Since the smallest positive integer k such that g^k=e is n, r=0. Thus n|k.
Conversely, if n|k, then k=nm, m \in \mathbb{Z}.
Consequently, g^k=g^{nm}=(g^n)^m=e^m=e.
Thus, |\langle g \rangle | divides |G|.
Consider that the only two divisors of a prime number are the prime number itself and 1.
Since p < 1, |G|=p.
Since |G|=p, G is cyclic.◻
List all the cyclic subgroups of U(30).
U(30)=\{1,7,11,13,17,19,23,29\} and |U(30)|=8.
|
k |
Calculations |
|k| |
|
7 |
7^1 \equiv 7 \pmod{30}, 7^2 \equiv 19 \pmod{30}, 7^3 \equiv 13 \pmod{30}, 7^4 \equiv 1 \pmod{30} |
4 |
|
11 |
11^1 \equiv 11 \pmod{30}, 11^2 \equiv 1 \pmod{30} |
2 |
|
13 |
13^1 \equiv 13 \pmod{30}, 13^2 \equiv 19 \pmod{30}, 13^3 \equiv 7 \pmod{30}, 13^4 \equiv 1 \pmod{30} |
4 |
|
17 |
17^1 \equiv 17 \pmod{30}, 17^2 \equiv 19 \pmod{30}, 17^3 \equiv 23 \pmod{30}, 17^4 \equiv 1 \pmod{30} |
4 |
|
19 |
19^1 \equiv 19 \pmod{30}, 19^2 \equiv 1 \pmod{30} |
2 |
|
23 |
23^1 \equiv 23 \pmod{30}, 23^2 \equiv 19 \pmod{30}, 23^3 \equiv 17 \pmod{30}, 23^4 \equiv 1 \pmod{30} |
4 |
|
29 |
29^1 \equiv 29 \pmod{30}, 29^2 \equiv 1 \pmod{30} |
2 |
Since \not \exists a \in U(30) s.t. |\langle a \rangle |=|U(30)|=8, U(30) is not a cyclic group.

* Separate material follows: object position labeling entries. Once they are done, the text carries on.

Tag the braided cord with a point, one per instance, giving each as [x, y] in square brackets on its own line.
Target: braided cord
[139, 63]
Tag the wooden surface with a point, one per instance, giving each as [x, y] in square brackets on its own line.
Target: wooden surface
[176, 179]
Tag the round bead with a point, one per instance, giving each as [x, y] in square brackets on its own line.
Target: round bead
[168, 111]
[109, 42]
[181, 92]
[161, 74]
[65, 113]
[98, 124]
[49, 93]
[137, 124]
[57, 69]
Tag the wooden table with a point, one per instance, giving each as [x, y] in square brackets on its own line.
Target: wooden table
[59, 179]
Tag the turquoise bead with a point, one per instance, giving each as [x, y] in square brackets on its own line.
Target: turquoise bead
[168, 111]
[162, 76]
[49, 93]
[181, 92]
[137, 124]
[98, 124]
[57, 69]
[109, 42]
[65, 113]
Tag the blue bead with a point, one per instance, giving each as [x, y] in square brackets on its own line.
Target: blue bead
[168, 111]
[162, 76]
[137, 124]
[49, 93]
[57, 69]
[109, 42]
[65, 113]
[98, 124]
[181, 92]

However the following subgroups of U(30) are cyclic: \{1,7,13,19\}, \{1,17,19,23\}, \{1,11\}, \{1,19\} , \{1,29\} and \{1\}.
Let n \geq 1. Then U(n) is cyclic iff n=1, 2, 4, p^k or 2p^k where p is an odd prime and k \geq 1.
U(n) is not cyclic if n is divisible by two distinct odd primes or by 4 and an odd prime.
U(1), U(2), U(3), U(4), U(5), U(6), U(7), U(9), U(10), U(11), U(18), U(27) are cyclic.
U(8), U(16), U(20), U(30) are not cyclic.